Flash forward two years. I remember packing up the Pontiac Catalina for a trip to Tampa to see my first Bucs game. We would stay overnight at someplace called The Hawaiian Inn by the stadium after the game. A bag of orange and white streamers and some poster board was produced and my sisters and I got to decorate the car. What kind of magical experience is this?

We drove the 90 miles to Tampa. Other cars on the interstate were decorated for the game. Apparently this was a thing, and boy was it fun!

I don’t know which game we went to. I took pictures of the scoreboard in the Big Sombrero as it implored the crowd on one side. TAMPA! And the other side, BAY!!! I know little of anything else about that day other than this. When I came home, I was a Bucs fan for life!  Well, I also know we lost, but I didn’t even care.

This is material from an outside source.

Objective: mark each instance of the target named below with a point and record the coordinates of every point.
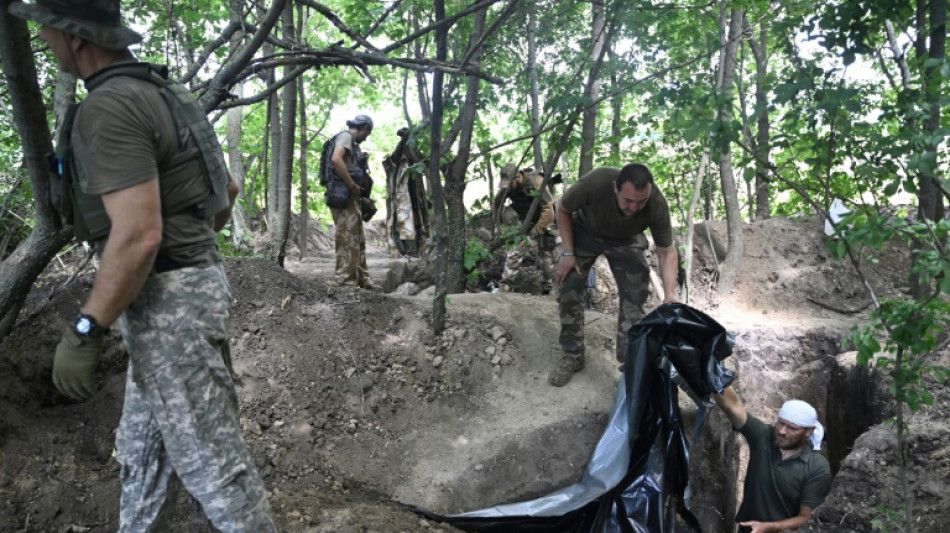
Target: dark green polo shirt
(776, 489)
(593, 200)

While I had been geared up in orange Bucs t-shirts and gear all school year, the losing continued. I had embraced the fun of this team. Then the season started, and I was picked on mercilessly by all the Miami Dolphins fans at school. As a ten-year-old this did not intimidate me, it steeled my resolve. I would stick with this team no matter what! Little did I know what I was in for.

October 2001

I was always close to my mother. We always shared a love for the Bucs. I would call her and talk Bucs every day. We would talk about what it would be like if they ever won a Super Bowl. In October 2001 she was diagnosed with cancer and passed away in January of the next year. She was even buried with a Mike Alstott jersey (her favorite player).

The Super Bowl

The next season the Bucs won the Super Bowl. Sure, there is a part of me that is sad that she was not still alive to see it but I always imagined that when she got to heaven, she would have marched right up to God and made one request. Tampa 48, Oakland 21. Yeah.  That about covers it.

The Cheap Seats

When we went to that first game, we sat in the cheap seats. My single mom got what she could afford. It didn’t matter. I had the best seats in the house in my mind. My sisters and I cheered with her. We laughed, and all became Bucs fans. I even got season tickets for a couple of seasons.

My view in those days was the best view ever. Since then, I have been on the field and in the locker room for Pro Football Weekly as a photographer. I have sat on the 50-yard line.  I was even able to sit in the front row with Big Nasty once thanks to my friend Mark Goodman. All of those were special experiences, but the view was never better than it was as a kid watching from the cheap seats.  

I don’t want to see the game like so many experts. I don’t want to over-analyze and learn too much. What you will get from me is the view “From The Cheap Seats”. It’s better here.  I promise!

April 24, 1974. It was a magnificent day.